For reasons such as this, the only key establishment methods supported in TLS 1.3 are:

  • ephemeral elliptic curve Diffie-Hellman (a particular form of the Diffie-Hellman key exchange with good bandwidth and computational efficiency) or ephemeral finite field Diffie-Hellman modulo five specific primes of 2048+ bits
  • pre-shared keys, or
  • a hybrid of both pre-shared keys and ephemeral (elliptic curve) Diffie-Hellman.

The ephemeral adjective means that the private keys associated with the exchange are only used once and generated afresh with every key establishment which provides forward secrecy. Pre-shared keys can be refreshed/ratcheted for forward secrecy.

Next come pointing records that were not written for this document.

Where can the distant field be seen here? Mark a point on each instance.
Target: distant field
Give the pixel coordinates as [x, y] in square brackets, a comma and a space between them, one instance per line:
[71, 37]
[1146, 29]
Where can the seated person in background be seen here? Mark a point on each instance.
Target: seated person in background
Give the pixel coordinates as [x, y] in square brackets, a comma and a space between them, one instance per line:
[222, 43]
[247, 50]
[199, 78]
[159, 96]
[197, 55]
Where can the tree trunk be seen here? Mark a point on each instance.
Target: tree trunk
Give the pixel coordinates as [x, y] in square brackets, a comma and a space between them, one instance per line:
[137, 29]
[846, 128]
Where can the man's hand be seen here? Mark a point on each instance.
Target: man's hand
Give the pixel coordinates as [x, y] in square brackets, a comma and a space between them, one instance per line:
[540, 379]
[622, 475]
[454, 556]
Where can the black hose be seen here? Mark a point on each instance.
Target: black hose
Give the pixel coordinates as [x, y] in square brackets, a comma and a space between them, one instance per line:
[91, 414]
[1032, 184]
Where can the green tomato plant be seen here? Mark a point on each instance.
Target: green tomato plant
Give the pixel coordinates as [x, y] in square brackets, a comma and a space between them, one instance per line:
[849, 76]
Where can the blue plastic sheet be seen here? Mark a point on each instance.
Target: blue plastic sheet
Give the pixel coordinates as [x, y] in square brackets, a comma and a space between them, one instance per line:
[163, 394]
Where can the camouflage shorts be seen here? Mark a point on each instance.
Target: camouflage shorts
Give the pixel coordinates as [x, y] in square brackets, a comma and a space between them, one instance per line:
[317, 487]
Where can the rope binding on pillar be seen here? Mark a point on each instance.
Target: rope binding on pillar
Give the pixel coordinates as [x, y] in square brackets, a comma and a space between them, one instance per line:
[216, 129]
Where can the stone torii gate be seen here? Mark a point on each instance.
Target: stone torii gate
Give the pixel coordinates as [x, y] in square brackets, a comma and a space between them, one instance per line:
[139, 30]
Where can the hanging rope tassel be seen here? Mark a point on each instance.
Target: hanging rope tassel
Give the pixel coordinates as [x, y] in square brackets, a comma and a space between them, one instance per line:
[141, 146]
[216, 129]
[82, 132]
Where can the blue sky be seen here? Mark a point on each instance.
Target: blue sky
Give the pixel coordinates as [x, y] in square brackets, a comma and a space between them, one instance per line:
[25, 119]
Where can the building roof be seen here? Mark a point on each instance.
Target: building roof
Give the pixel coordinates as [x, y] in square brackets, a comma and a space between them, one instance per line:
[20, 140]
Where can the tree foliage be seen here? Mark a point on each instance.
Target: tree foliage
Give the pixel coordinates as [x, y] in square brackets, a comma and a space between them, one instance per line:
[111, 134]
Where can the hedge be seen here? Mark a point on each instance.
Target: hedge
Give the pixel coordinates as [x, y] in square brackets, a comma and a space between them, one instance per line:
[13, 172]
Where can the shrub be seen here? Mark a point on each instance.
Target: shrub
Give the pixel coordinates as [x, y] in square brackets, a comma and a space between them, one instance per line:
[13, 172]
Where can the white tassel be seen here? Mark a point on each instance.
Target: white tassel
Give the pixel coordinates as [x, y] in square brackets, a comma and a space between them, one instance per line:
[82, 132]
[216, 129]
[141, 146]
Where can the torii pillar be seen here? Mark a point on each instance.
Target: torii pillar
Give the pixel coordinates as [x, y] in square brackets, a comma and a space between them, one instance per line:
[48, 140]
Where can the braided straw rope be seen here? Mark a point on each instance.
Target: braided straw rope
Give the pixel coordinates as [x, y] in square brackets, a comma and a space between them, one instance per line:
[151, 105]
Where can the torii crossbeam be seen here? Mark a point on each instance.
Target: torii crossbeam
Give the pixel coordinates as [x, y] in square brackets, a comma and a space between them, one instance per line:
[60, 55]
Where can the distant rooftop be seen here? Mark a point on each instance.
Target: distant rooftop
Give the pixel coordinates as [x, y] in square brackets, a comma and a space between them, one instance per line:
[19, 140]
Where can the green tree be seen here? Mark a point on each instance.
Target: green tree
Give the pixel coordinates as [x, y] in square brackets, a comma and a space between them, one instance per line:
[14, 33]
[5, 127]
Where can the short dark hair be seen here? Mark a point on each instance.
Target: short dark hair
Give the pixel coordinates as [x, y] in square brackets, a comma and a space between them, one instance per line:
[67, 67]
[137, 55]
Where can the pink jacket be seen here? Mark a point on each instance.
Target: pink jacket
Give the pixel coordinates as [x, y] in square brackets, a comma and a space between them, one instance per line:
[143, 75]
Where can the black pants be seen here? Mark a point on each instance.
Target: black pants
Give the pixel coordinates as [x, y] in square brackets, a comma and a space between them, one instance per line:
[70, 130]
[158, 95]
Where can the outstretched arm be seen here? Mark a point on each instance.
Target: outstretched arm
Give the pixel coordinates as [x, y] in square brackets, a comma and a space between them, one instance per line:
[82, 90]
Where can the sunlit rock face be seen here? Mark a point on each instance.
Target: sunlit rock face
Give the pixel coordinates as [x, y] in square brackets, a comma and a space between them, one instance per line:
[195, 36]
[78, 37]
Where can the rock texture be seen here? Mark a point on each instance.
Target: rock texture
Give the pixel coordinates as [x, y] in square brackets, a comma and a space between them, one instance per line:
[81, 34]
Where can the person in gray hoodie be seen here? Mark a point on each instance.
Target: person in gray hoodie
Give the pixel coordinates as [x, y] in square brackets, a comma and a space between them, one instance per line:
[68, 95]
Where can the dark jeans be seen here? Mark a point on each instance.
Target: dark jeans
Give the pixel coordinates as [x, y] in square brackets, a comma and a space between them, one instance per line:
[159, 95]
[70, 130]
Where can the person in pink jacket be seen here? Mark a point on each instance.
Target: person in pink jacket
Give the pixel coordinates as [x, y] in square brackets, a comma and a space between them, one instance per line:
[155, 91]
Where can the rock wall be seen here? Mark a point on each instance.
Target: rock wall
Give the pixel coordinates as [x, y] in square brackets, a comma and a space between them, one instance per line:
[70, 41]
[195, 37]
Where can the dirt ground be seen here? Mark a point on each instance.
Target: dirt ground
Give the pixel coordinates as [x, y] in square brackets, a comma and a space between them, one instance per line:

  1. This is a poor choice of words. As you correctly note, Diffie-Hellman does require the generation of a public value. The distinction between the RSA and Diffie-Hellman public values is that an RSA key is typically static (i.e. unchanging between key establishments) and the elliptic curve public value is ephemeral (i.e. generated afresh with each connection). As Diffie-Hellman can use system parameters, generation of ephemeral keys is much simpler than it would be for RSA. Conversely, it isn't really possible to use certificates without long-lived keys and so RSA is still permitted for signing. There is also forward secrecy as future compromise of a signing key does not compromise a past key establishment.